Die Piusbrüder und die dunkle Stunde
Es war eine der dunkelsten Stunden der neueren Kirchengeschichte: Vor 30 Jahren brachen die Piusbrüder um den französischen Erzbischof Marcel Lefebvre mit Rom. Traditionalist Lefebvre und seine Gefolgschaft lehnen die 1965 beschlossenen Neuerungen des Zweiten Vatikanischen Konzils zu Ökumene, Liturgie und Religionsfreiheit ab. Sie halten am Alten Ritus fest. Lefebvre war zunächst auf Distanz, dann auf offene Konfrontation mit dem Vatikan gegangen. Mit der unerlaubten Weihe von vier Bischöfen für seine „Priesterbruderschaft Pius X.“überschritt er am 30. Juni 1988 die Grenze. Am gleichen Tag bestätigte der Vatikan die Exkommunikation Lefebvres und seiner Neubischöfe. Die Spaltung war besiegelt. Vorausgegangen waren dramatische Wochen mit hektischen Verhandlungen. Nach einer Serie von Konferenzen hatte sich Kardinal Joseph Ratzinger, der spätere Papst Benedikt XVI., als Präfekt der Glaubenskongregation mit Lefebvre am 5. Mai 1988 auf eine sogenannte Einigungsplattform verständigt. Darin versprach dieser Treue zur katholischen Kirche und zum Papst. Doch über Nacht zog Lefebvre seine Zusage zurück, wohl auf Druck von Hardlinern in den eigenen Reihen. 1991 starb Lefebvre. Der von ihm geweihte Schweizer Bischof Bernard Fellay folgte als Generaloberer der Bruderschaft. Die Fronten verhärteten sich.
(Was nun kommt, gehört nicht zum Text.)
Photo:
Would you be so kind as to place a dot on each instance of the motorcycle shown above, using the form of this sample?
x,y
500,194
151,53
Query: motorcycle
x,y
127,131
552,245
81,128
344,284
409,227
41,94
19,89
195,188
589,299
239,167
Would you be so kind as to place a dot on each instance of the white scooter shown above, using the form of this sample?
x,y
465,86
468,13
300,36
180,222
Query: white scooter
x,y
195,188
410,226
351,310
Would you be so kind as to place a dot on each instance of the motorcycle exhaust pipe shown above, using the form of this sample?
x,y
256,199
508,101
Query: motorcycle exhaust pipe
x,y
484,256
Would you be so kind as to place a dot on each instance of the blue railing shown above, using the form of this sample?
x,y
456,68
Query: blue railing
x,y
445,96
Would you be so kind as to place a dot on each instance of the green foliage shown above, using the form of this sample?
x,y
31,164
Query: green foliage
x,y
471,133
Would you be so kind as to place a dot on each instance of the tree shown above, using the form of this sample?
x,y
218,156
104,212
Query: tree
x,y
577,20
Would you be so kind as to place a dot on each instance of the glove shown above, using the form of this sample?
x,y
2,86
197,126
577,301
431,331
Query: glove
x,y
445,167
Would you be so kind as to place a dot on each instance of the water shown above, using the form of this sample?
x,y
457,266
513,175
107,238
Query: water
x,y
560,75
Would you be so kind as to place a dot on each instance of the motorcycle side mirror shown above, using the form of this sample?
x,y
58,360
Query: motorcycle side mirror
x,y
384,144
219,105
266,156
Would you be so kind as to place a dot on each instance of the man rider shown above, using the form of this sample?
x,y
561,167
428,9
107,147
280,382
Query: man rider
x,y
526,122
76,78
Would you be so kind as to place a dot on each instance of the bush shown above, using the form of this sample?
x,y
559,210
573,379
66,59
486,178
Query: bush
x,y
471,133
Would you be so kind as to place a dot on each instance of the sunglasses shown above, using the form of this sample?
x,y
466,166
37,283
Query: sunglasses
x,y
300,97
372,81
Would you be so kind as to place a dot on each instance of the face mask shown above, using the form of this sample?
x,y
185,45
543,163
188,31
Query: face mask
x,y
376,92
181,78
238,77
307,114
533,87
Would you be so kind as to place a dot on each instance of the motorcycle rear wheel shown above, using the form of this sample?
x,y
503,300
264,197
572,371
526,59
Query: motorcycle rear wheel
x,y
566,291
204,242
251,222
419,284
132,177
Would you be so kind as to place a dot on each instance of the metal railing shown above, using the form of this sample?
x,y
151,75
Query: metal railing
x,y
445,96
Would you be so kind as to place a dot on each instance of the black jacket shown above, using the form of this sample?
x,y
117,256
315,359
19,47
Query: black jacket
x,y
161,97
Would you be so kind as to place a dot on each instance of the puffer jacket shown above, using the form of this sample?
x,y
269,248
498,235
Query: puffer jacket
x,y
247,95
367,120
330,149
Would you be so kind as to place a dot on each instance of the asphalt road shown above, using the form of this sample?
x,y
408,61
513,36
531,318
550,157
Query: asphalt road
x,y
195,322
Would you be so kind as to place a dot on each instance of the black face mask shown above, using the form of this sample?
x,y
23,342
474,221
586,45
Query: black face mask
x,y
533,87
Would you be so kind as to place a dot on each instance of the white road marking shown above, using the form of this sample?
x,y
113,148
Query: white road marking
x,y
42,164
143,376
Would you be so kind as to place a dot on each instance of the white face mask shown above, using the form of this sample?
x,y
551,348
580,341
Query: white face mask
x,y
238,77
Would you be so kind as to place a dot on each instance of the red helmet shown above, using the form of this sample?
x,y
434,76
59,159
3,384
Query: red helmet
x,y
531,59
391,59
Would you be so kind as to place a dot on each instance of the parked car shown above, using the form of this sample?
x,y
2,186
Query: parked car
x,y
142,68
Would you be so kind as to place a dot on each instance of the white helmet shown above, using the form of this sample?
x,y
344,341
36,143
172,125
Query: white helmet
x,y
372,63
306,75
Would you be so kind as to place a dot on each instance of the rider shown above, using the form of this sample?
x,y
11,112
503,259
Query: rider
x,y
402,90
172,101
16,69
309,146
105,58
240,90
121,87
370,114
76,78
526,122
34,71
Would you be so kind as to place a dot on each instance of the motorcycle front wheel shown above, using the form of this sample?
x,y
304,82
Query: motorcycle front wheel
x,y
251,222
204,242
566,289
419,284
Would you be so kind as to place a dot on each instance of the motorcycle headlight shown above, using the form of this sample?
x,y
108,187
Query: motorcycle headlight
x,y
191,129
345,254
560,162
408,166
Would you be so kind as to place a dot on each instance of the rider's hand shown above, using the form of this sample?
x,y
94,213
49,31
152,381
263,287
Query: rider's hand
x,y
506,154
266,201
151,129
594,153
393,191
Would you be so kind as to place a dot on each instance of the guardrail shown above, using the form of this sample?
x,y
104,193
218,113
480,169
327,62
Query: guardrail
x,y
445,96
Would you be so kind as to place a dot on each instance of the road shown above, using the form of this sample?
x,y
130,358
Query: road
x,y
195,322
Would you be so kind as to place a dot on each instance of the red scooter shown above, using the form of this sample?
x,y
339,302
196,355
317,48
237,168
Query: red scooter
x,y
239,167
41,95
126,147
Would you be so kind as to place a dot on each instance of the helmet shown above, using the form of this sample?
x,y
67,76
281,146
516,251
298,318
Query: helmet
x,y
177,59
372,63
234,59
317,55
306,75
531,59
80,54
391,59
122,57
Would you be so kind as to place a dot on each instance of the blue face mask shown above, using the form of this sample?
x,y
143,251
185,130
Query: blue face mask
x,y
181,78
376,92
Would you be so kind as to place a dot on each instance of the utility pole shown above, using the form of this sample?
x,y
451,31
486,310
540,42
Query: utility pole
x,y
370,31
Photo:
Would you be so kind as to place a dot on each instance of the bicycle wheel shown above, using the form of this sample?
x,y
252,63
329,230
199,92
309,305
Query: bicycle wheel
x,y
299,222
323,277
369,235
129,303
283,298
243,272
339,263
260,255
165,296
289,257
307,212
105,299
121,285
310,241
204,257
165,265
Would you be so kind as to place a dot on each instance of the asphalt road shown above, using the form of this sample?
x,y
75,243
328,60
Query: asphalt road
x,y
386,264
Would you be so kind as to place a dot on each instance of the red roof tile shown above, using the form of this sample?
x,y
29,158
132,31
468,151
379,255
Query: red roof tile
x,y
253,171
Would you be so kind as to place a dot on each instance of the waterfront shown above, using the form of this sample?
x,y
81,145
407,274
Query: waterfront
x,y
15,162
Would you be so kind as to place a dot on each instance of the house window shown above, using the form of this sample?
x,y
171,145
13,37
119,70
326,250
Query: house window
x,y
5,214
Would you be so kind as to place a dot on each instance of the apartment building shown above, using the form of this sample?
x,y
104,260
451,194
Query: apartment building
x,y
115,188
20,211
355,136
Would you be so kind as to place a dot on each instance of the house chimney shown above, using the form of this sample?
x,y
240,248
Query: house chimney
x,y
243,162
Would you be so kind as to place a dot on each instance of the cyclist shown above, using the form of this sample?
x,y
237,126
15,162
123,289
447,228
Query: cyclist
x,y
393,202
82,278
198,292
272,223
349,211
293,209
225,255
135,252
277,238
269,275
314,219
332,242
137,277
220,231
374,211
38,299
Das Pontifikat von Benedikt XVI. versprach Entspannung. Im Sommer 2005 empfing er Fellay im Vatikan. Zwei Jahre später gestattete er die Alte Messe (von 1962) als außerordentliche Form des römischen Ritus. Er ging sogar noch weiter auf die Piusbrüder zu und zog im Januar 2009 die Exkommunikation für die von Lefebvre geweihten Bischöfe zurück – und löste einen Eklat aus. Denn dazu gehörte auch der Holocaustleugner Richard Williamson. Benedikt XVI. musste sich hierfür entschuldigen.
Allerdings nutzte er den Eklat für einen neuen Anlauf zur Einigung. 2011 unterbreitete Rom den Piusbrüdern einen Kompromissvorschlag, der ihre Eingliederung in die katholische Kirche – als sogenannte Personalprälatur. Aber die Piusbrüder konnten sich nicht darauf einigen. Sie wollten Aussagen des Zweiten Vatikanischen Konzils nur soweit akzeptieren, als sie früheren Kirchentraditionen entsprächen. Auch unter Papst Franziskus gingen Gespräche mit den Traditionalisten weiter. Während sich in Lehrfragen keine Bewegung abzeichnet, setzte Franziskus pastorale Signale. Er erlaubte Katholiken, bei Priestern der Bruderschaft zu beichten. Zudem können Ortsbischöfe den Piusbrüdern Eheschließungen erlauben.